# Calculating the intersection of a branching point

1. Nov 14, 2012

### MattRNR

I am having trouble calculating the volume of an unconventional and variable geometric shape (the fork of a tree). I have a conical (frustum) segment which splits and merges at the smaller end into the larger end of 2 smaller conical (frustum) segments and need to calculate the volume of the internal space (using only the length measurements (for each conal frustum), radius measurements (for all 3) and angle measurements (between the middle lines of each of the 2 splitting conal frustums). A diagram (Branching Point) of this should be attached and will make significantly more sense than i do... (Note: i realize in the diagram my radius measurements are a bit displaced but i have the distance of these from the end points and can account for this with a little trigonometry)

Where I am stuck is calculating the volume of the area between the 3 segments, which is infuriating enough on its own, however is further complicated by the problem that (much like the branch of a tree) the two segments may not be the same size nor will the angle between the two segments be constant.
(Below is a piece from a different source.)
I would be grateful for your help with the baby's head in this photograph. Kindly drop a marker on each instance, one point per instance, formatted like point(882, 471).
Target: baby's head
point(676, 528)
Any resultant calculations will have to accommodate for these variables by incorporating them into the equation.

I really am quite stuck here, calculating the volume for each of the conal frustums individually is relatively straight forward, wherein volume can be calculated as [{((π*L)/3)*(R squared + (R*r) + r squared)} where V = Volume, L = Length, R = the largest radius and r = the smallest radius], however for the space in between I'm drawing a blank. The only strategy i can think of is to calculate the volume of the intersection using 4 segments each consisting of a conal frustum that is divided by 2 (this should make more sense in the diagram also (CF method)).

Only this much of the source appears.